ナフサ問題で医療用手袋が2~3倍高騰、病院が苦渋の決断 血圧測定時などは「不要」とし節約へ【高知】
2026年6月16日(火) PM7時26分
アメリカとイランが戦闘の終結に向けた合意を発表しました。これを受け、ナフサ問題に揺れる高知の医療業界の反応と現状を取材しました。
アメリカとイランは6月15日までに戦闘の終結に向けた覚書について合意したと発表しました。これで原油を輸送する大動脈・ホルムズ海峡は機雷の除去が進めば6月19日の署名式の後に開放される見通しです。
高知市の近森病院では苦境が続いています。
近森病院購買管理課・小倉夢 課長:
「医療現場で使っている手袋を保管する倉庫。だいたい2~3日分の量」
Q在庫は足りている
「なんとか足りている状況」
コロナ禍の教訓もあり、メーカーが出荷量を調整しているため近森病院では医療用品の不足はないとのこと。それでも医療用手袋は値段が高騰し、大きな負担となっています。
近森病院購買管理課・小倉夢 課長:
「値段が普段の2~3倍に上がる話がメーカーやディーラーからきている。診療報酬には加味されていない値上げ。これが続くと病院の経営を圧迫する」
このため、近森病院は医療用手袋の節約を職員に呼びかけました。具体的には患者に触れても感染の恐れがないとき、血圧や脈拍を測るときなどは、手袋は不要と明記したのです。

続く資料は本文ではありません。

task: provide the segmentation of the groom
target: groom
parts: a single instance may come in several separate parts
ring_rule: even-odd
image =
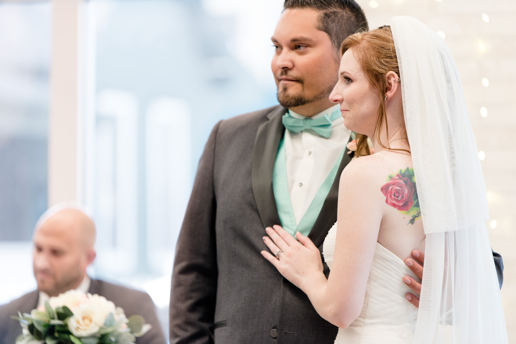
[[[341,43],[367,23],[353,0],[286,0],[284,9],[271,65],[281,105],[219,122],[201,158],[174,261],[171,343],[330,344],[336,336],[260,252],[277,224],[321,251],[336,221],[352,154],[328,96]]]

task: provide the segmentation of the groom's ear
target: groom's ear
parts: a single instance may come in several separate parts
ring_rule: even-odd
[[[387,96],[387,99],[385,100],[389,100],[392,97],[393,95],[396,93],[396,91],[398,90],[398,88],[399,86],[399,77],[398,76],[398,74],[396,74],[393,71],[390,71],[385,74],[385,95]]]

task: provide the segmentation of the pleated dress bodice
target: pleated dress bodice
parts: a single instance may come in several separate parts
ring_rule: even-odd
[[[335,223],[322,249],[330,271],[336,233]],[[401,259],[377,242],[362,312],[347,328],[339,329],[335,344],[413,342],[417,308],[405,298],[407,293],[413,292],[402,281],[405,275],[420,281]]]

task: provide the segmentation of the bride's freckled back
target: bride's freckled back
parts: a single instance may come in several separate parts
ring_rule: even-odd
[[[353,163],[371,171],[368,188],[376,195],[371,200],[372,206],[373,202],[378,204],[383,212],[378,242],[402,260],[410,257],[413,250],[425,252],[425,232],[410,154],[384,150]]]

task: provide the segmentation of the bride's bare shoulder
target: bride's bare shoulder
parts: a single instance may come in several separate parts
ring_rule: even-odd
[[[342,172],[341,183],[346,188],[360,188],[362,192],[369,189],[378,191],[389,176],[412,168],[410,154],[382,151],[351,160]]]

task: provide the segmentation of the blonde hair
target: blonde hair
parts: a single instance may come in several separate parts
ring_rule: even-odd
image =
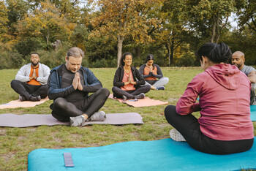
[[[73,47],[67,50],[66,56],[67,58],[69,58],[69,56],[73,56],[75,58],[82,56],[82,58],[83,58],[84,53],[80,48],[78,47]]]

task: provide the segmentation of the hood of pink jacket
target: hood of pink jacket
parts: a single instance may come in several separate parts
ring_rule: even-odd
[[[236,90],[240,86],[240,70],[234,65],[214,65],[206,72],[219,84],[228,90]]]

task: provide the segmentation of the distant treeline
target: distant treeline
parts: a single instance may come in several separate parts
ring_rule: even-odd
[[[135,66],[148,53],[162,66],[199,66],[195,52],[206,42],[225,42],[256,65],[255,0],[82,1],[0,0],[0,69],[21,66],[31,52],[53,68],[73,46],[89,67],[116,67],[127,51]]]

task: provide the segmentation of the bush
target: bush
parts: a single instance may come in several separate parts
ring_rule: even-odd
[[[35,37],[29,38],[25,41],[18,42],[14,45],[14,49],[24,58],[31,52],[37,51],[42,48],[42,46],[40,41]]]
[[[4,43],[0,43],[0,69],[19,68],[26,63],[21,54]]]
[[[197,58],[193,53],[187,52],[185,54],[182,55],[179,58],[176,63],[176,66],[191,66],[197,65]]]
[[[91,63],[88,65],[88,67],[91,68],[109,68],[109,67],[116,67],[117,61],[116,58],[114,59],[101,59],[97,60],[95,62]]]

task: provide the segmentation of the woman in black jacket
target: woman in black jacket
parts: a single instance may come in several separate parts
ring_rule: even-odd
[[[145,79],[146,85],[150,85],[153,90],[165,90],[165,86],[169,82],[168,77],[162,75],[160,66],[154,64],[154,56],[149,54],[146,64],[140,68],[139,72]]]
[[[121,58],[121,66],[117,69],[112,91],[113,96],[127,99],[140,99],[145,97],[145,94],[150,91],[151,86],[145,84],[145,80],[138,70],[131,66],[132,63],[132,54],[124,53]]]

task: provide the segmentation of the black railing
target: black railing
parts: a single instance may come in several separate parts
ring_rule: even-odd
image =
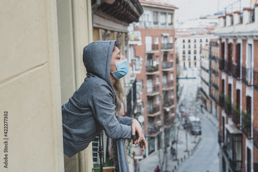
[[[147,66],[146,67],[146,71],[147,72],[153,72],[159,70],[159,66]]]
[[[161,44],[162,49],[172,49],[173,48],[173,43],[167,43]]]
[[[232,72],[232,62],[227,60],[225,61],[225,71],[229,75],[231,75]]]
[[[221,108],[223,108],[225,106],[224,95],[220,94],[219,95],[219,105]]]
[[[242,82],[248,85],[251,85],[252,69],[242,67]]]
[[[148,113],[149,114],[155,113],[159,110],[159,105],[155,104],[152,106],[152,108],[148,110]]]
[[[219,58],[219,69],[221,70],[224,70],[225,67],[225,62],[224,59]]]
[[[232,108],[232,120],[236,126],[239,127],[240,124],[240,113],[239,110],[236,109],[233,107]]]
[[[168,69],[173,67],[173,62],[168,62],[163,61],[162,62],[162,68]]]
[[[242,131],[248,138],[251,137],[251,120],[242,116]]]
[[[232,73],[233,77],[237,79],[240,79],[240,64],[236,63],[233,63],[232,64]]]
[[[258,149],[258,130],[257,128],[253,127],[253,134],[254,144],[257,149]]]
[[[258,72],[254,70],[254,88],[258,91]]]

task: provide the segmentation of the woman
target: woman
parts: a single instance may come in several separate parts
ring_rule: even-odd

医療用品の調達を担当する小倉課長は先週、全国の病院の担当者が集まる会議に出席し、医療業界の現状を共有しました。
近森病院購買管理課・小倉夢 課長:
「赤字だった病院が多くあり、その中でも中東情勢の悪化による値段の高騰でものすごく苦しいと皆さん言っていた。中東情勢が落ち着いたらメーカー側も値段を下げることを期待し、供給を途切れさせないことを前提にメーカーと(値段を)相談している」
今後、アメリカとイランが正式に戦闘の終結に合意したとしても値段が下がるまでには時間がかかります。高知でも各業界が苦しい状況に耐えながら合意の行方を注視しています。